Pabrikan asal Tiongkok, BYD, mengukuhkan posisinya sebagai pemimpin pasar di Indonesia dengan total penjualan wholesale mencapai 12.473 unit sepanjang tiga bulan pertama tahun ini. Model SUV kompak BYD Atto 1 menjadi kontributor utama dengan harga jual kompetitif mulai dari Rp199 juta, yang berhasil menggeser dominasi merek lama di segmen kendaraan ramah lingkungan.

Di kancah internasional, raksasa teknologi Xiaomi resmi memulai pengiriman generasi terbaru sedan listrik SU7 pada April 2026. Versi penyegaran ini mengusung arsitektur 897V dan teknologi baterai yang diklaim mampu menempuh jarak hingga 902 kilometer dalam sekali pengisian daya, serta kemampuan pengisian daya cepat untuk jarak 670 kilometer hanya dalam waktu 15 menit.

Direktur Jenderal ILMATE Kementerian Perindustrian, Setia Diarta, menyatakan bahwa pertumbuhan adopsi EV nasional tetap stabil meski terdapat penyesuaian regulasi pajak melalui Permendagri Nomor 11 Tahun 2026. Kebijakan yang berlaku efektif sejak 1 April 2026 tersebut mulai mengenakan Pajak Kendaraan Bermotor (PKB) bagi kendaraan listrik, namun minat konsumen tetap tinggi seiring kenaikan harga bahan bakar minyak nonsubsidi.
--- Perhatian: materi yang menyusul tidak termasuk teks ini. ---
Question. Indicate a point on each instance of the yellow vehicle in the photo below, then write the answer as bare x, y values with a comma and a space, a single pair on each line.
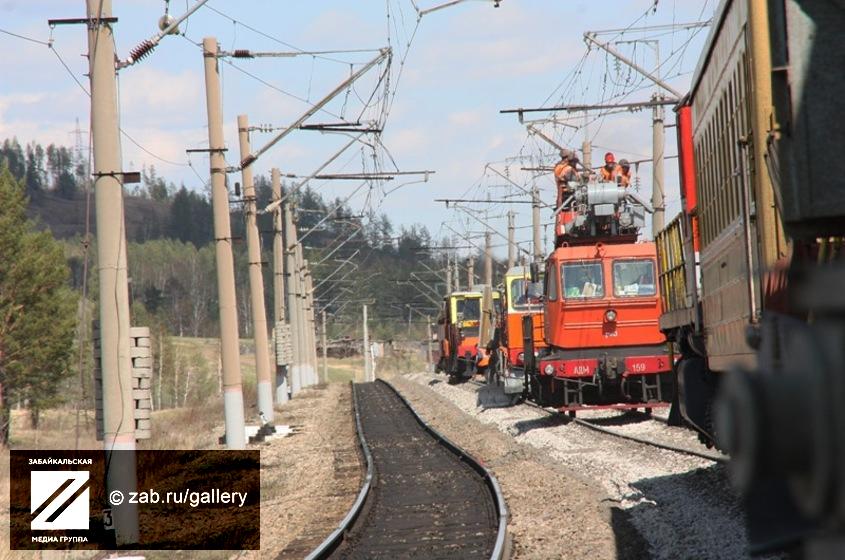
458, 333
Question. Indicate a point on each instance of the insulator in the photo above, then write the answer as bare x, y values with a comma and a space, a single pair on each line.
142, 50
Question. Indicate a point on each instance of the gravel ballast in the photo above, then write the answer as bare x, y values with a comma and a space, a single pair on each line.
554, 512
681, 506
309, 480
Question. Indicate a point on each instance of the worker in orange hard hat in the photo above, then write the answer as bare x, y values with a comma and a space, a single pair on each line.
608, 171
565, 172
623, 173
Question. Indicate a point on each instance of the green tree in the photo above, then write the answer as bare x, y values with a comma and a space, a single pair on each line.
37, 309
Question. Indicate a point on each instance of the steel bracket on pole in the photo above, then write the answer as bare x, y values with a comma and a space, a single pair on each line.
126, 177
77, 21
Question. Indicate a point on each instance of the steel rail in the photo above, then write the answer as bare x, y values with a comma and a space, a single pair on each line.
501, 549
335, 539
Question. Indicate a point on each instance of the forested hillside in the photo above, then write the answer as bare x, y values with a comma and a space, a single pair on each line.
171, 257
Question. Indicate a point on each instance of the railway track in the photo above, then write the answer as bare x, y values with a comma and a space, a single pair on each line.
601, 429
422, 496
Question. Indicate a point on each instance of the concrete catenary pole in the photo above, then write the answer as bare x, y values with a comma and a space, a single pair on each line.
324, 345
116, 362
311, 316
511, 239
278, 280
658, 145
233, 399
306, 337
658, 153
535, 223
256, 280
428, 344
368, 367
291, 273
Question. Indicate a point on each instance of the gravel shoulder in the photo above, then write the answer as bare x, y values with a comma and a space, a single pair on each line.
308, 480
681, 506
554, 511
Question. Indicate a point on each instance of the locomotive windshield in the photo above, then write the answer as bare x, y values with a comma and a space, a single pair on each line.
469, 309
469, 315
525, 293
582, 280
633, 278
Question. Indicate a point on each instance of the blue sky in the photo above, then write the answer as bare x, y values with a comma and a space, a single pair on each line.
464, 64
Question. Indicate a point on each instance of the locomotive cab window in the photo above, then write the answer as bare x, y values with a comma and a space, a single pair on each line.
525, 293
582, 280
632, 278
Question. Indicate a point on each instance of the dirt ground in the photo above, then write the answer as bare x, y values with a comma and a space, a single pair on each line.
554, 512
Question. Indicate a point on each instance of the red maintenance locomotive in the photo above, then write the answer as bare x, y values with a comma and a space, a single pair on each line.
605, 349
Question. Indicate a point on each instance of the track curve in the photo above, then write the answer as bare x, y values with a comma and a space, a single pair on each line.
422, 497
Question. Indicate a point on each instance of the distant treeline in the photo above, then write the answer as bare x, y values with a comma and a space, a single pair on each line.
171, 256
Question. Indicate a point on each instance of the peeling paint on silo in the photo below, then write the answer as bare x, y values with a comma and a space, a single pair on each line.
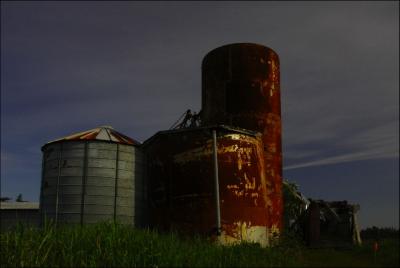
181, 183
241, 88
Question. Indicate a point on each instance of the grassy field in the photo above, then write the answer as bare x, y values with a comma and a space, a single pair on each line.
121, 246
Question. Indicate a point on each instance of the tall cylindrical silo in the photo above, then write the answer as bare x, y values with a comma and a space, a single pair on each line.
241, 88
182, 183
92, 176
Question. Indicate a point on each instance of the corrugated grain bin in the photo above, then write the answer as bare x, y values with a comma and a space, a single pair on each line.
241, 88
92, 176
181, 180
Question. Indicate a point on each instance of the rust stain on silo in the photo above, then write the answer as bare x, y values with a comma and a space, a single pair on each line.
182, 189
241, 88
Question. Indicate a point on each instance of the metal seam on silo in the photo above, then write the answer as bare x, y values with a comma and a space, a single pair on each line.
58, 180
41, 191
84, 177
116, 183
215, 161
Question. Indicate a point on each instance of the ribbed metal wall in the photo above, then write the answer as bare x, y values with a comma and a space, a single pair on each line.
91, 181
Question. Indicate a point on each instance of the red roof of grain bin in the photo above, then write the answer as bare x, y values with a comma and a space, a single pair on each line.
102, 133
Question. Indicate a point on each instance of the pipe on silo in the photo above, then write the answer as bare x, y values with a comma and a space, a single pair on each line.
216, 181
58, 182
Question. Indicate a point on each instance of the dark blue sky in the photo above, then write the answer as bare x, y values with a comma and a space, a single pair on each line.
72, 66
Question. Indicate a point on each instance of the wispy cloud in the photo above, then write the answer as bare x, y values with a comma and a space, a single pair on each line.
376, 143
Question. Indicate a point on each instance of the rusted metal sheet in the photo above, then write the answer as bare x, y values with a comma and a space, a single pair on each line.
241, 88
181, 183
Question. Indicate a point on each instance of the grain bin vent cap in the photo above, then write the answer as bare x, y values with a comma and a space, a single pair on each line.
102, 133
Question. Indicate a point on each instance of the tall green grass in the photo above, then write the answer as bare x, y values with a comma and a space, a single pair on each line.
115, 245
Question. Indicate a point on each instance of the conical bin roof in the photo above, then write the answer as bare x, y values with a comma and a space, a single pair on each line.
102, 133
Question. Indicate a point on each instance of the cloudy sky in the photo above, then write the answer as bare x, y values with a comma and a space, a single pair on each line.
72, 66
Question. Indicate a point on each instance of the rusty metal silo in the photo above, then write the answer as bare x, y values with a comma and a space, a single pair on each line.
182, 187
241, 88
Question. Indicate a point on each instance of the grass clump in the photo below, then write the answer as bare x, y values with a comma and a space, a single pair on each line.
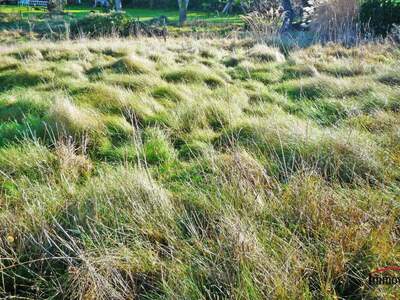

Sementara itu, pembangunan pabrik perakitan BYD di kawasan Subang Smartpolitan, Jawa Barat, kini telah memasuki tahap akhir konstruksi di lahan seluas 108 hektare. Fasilitas manufaktur ini diproyeksikan memiliki kapasitas produksi hingga 150.000 unit per tahun dan dijadwalkan mulai beroperasi penuh untuk memenuhi permintaan domestik serta pasar ekspor di kawasan Asia Tenggara.